14. Policies for smart and co-creative cities

As the world is becoming more urbanized, cities act as magnetic forces, attracting talent, knowledge, creativity and businesses. More than countries, cities will have a leadership role shaping the future and facing relevant challenges.

Besides being spaces of growth, innovation and knowledge, many cities presents a legacy of inadequate infrastructures (transport, sewers, electricity and water supply) and under-investments on social policies to face social exclusion, poverty, gender inequality, ageing, and a lack of public participation, public health and education). Besides traditional problems, new problems are emerging related to global greenhouse gas emissions, climate change, sea level rise and coastal pressure, recycling, domestic garbage, food supply, renewal energy, energy-inefficient buildings). Those are just some of the challenges that cities across the globe are facing today in a context of economical and financial crisis.

Technology plays an increasingly role in our lives. From the ubiquity of smartphones to the world of wearables, nowadays almost everything and everyone is connected. It’s a wired world where every single actor, from global companies to a person, are a main data source, observatories in real time of our lives, our houses, our cities, our economy, our quality of live (Towsend, 2013).

Smart cities are data driven; the foundation of any Smart city project (1spatial, 2016, in http://1spatial.com/campaign/smartcities) depends on geospatial data, not only for knowing and monitor the needs of the citizens, but also to foresee alternative futures, prepared to face future challenges. Today, cities suddenly have access to big data, but the challenge is to transform this big data in useful data (eg. Intelligence), highlighting the role of advanced geographical models to understand cities in a context of system of networks and flows (Batty, 2013).

For many cities, smart cities model (Smart cities final report, 2007 In http://www.smart-cities.eu/download/smart_cities_final_report.pdf) has been the answer. This means to build a city through a combination of smart economy, smart mobility, smart environment, smart people, smart living and smart governance, being technology, cooperation and competition the driving forces of a better future.
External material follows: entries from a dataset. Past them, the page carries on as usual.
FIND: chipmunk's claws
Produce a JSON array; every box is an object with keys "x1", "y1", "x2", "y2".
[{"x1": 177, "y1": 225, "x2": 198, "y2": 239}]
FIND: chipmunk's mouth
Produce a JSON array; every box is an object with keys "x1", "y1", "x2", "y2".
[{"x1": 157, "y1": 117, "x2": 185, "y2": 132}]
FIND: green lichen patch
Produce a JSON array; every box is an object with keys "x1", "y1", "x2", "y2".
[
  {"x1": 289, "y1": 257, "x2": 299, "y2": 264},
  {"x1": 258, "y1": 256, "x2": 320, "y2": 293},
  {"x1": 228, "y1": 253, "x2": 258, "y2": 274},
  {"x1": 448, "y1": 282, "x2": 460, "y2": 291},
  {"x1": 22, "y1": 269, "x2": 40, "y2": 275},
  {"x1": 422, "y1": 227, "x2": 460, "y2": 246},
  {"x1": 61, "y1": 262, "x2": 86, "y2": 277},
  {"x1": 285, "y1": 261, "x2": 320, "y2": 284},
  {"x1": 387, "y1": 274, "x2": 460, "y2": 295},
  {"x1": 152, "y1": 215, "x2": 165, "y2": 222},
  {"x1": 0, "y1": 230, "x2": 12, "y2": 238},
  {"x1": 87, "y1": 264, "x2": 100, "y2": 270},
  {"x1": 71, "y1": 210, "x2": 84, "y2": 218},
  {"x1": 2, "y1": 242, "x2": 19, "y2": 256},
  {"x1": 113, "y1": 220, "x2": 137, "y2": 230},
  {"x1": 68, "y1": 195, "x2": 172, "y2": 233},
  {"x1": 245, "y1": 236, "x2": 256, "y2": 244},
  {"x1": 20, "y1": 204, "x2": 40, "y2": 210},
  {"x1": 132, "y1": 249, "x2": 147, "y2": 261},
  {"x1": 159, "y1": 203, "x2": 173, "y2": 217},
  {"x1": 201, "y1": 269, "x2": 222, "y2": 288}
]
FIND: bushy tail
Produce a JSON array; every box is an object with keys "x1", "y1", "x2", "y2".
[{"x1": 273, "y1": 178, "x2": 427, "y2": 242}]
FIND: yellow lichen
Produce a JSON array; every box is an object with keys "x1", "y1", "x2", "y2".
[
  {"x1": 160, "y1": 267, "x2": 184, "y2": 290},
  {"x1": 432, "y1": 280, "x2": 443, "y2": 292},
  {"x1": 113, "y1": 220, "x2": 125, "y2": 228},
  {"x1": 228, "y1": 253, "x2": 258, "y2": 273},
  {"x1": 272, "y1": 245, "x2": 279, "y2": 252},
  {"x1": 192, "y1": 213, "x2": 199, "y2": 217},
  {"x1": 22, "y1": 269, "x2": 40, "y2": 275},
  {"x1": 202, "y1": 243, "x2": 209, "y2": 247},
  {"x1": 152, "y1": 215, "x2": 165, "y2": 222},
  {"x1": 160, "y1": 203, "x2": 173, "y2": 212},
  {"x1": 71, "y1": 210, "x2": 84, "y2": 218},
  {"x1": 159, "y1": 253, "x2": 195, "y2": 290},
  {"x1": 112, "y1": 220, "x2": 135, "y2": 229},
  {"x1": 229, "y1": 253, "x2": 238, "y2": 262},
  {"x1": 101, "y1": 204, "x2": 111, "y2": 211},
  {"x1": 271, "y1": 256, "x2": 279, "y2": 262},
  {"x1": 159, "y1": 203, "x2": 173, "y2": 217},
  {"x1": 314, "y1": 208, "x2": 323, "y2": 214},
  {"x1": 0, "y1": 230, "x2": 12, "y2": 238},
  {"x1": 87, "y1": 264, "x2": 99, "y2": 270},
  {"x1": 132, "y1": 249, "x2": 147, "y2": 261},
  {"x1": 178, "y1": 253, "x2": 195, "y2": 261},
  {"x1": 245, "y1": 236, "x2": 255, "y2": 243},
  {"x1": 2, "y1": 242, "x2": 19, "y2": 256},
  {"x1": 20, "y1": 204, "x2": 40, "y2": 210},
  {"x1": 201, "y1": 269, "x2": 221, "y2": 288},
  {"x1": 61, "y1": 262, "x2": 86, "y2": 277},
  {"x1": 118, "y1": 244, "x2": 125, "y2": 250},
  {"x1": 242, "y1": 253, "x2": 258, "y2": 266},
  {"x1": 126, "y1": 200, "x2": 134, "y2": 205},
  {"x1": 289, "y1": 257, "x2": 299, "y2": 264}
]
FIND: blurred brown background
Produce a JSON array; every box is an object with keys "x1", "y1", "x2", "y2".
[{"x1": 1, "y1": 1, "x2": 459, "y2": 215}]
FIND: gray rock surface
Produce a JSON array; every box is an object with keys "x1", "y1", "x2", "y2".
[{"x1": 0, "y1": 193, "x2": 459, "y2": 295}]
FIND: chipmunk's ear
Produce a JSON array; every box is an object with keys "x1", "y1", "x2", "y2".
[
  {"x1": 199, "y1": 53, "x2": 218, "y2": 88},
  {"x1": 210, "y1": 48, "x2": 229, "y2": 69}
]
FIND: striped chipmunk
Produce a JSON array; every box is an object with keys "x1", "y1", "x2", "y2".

City administrations, utility companies along with ITC firms are partnering to explore ways for cities to grow smarter. Along with this technological revolution we are also witnessing a shift in how we should be planning and manage a city.

How to overcome the referred issues, be attractive and still manage inclusion and sustainable growth, but with less resources? In particular, this session seeks papers that engage with the planning and lived realities of Smart Cities, Big Data, IoT, M2M, VGI and PPGIS in Europe.